SENSE OF BELONGINGWith fun and a celebration of snowboarding the theme of the Burton US Open, Retzlaff said just participating in the event was a dream come true. Watching it on Red Bull’s live stream, however, you might not have recognized it was so special for Retzlaff. Despite the fact that it was by far the biggest stage he had ever been on, Retzlaff was able to blend right in. He has watched the replay a number of times following the event. “Looking at the tricks that the other people were doing, I was doing some of those same tricks,” he said. “You don’t want to stand out for not doing big stuff, so it made me feel like I belonged there.” Retzlaff landed a technical rail trick, starting and ending in the unnatural switch stance, and also put a switch double cork 1260 to his feet, another difficult trick. Announcer Sal Masekela also commended Retzlaff on his ability to go huge off the feature that was giving the competitors the most trouble, the “mandatory side hit,” as it was called, which forced riders to hit a quarter-pipe style jump onto a standard landing, a feature which is often an option at slopestyle contests but not usually a must-hit transition.
NATURAL PROGRESSIONHeading into the Grand Prix in Mammoth on Thursday, there was no option around the side hit once again. “There was the mandatory halfpipe transition there, which was cool to see,” Retzlaff said of the Mammoth Grand Prix. “You just gotta get comfortable on it and see what you can do.” After figuring out the course and putting together a couple impressive practice runs, Retzlaff was landing a series of tricks that could compete for finals in his first-ever Grand Prix, Laske said. “Unfortunately he just had a slight revert on one of his landings, and that affected his score quite a bit,” Laske said. “But it’s great to see him riding so well with so much confidence, I think being at Burton really helped with that.” A similar set of circumstances beset Retzlaff at the US Open the week earlier, and he wasn’t able to achieve his full scoring potential. But being out of the competition for finals allowed Retzlaff to task coach Casey Lehmicke with folocam duties for his best line submission.
“It was a blast,” Retzlaff said. “I wish more big competitions would do stuff like that, because that makes it so much fun when you don’t make finals, it just gives you something else to work toward.” Retzlaff moved to Colorado from Michigan five years ago, seeking out Laske’s program after watching him coach another Michigan snowboarder, Kyle Mack, into the top level of the sport.

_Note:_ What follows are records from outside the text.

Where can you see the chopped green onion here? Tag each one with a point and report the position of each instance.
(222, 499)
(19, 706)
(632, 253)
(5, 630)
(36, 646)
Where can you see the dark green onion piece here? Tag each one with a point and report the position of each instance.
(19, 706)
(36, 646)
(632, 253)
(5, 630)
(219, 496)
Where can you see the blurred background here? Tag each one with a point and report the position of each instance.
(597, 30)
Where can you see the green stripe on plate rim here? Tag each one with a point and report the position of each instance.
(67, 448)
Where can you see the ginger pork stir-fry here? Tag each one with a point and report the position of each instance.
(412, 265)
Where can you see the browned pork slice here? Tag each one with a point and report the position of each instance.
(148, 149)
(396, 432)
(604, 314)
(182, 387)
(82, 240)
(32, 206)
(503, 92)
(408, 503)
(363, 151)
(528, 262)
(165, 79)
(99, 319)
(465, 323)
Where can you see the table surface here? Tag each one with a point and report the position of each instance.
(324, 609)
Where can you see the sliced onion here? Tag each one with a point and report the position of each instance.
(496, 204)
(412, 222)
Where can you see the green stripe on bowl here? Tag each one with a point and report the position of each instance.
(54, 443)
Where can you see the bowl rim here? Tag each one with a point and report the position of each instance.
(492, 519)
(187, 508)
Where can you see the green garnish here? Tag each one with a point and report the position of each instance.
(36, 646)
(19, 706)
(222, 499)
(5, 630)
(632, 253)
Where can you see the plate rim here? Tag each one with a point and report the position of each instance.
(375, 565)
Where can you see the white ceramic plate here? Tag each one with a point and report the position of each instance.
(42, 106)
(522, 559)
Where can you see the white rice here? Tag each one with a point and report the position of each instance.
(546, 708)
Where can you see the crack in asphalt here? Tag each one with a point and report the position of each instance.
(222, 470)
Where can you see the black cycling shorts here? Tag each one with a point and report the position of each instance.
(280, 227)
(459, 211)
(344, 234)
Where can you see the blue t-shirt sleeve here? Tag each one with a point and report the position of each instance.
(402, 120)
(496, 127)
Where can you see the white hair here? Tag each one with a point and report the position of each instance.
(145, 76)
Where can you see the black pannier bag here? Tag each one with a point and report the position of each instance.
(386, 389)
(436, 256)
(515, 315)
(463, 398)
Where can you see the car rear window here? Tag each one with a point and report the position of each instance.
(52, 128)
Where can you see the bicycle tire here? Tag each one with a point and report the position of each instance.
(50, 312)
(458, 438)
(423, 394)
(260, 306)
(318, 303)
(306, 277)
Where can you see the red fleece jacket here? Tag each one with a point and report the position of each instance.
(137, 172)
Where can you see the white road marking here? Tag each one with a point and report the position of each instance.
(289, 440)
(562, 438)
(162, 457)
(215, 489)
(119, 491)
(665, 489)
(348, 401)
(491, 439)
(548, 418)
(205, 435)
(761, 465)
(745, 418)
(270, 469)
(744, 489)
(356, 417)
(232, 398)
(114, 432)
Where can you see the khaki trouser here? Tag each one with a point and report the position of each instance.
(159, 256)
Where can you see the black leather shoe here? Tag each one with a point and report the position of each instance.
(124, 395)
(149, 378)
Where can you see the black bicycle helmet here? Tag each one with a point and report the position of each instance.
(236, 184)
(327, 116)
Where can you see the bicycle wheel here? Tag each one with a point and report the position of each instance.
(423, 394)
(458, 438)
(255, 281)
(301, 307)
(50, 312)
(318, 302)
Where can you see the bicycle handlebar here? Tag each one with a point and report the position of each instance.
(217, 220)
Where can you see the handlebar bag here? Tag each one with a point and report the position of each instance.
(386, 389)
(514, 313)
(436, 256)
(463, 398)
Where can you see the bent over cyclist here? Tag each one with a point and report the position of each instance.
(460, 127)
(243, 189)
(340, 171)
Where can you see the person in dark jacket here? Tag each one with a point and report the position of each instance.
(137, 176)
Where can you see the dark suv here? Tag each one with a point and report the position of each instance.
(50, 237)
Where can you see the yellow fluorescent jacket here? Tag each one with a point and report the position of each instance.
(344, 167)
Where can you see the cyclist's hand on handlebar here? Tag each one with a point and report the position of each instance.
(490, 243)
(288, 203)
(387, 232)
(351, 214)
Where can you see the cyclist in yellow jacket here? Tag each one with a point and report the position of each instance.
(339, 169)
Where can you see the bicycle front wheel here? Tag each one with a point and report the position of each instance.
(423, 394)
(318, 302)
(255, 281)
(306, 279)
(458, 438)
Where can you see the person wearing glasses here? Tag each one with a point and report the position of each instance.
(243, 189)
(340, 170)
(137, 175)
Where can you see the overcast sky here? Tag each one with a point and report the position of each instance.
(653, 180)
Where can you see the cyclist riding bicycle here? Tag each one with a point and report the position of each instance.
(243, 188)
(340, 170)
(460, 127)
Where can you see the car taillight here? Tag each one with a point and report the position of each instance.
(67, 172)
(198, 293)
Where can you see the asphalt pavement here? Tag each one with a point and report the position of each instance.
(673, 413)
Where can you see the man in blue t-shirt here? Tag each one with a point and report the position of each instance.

While some athletes in the slopestyle scene are practically veterans by age 19, Retzlaff appears to be progressing at a normal rate for an athlete, taking his skills to the next level as he approaches his second decade on the planet. “He’s right on track,” Laske said of Retzlaff. “Not trying to rush it and just letting his skills progress naturally.” The next step in that process? “I’m hoping to get on the U.S. Team,” Retzlaff said.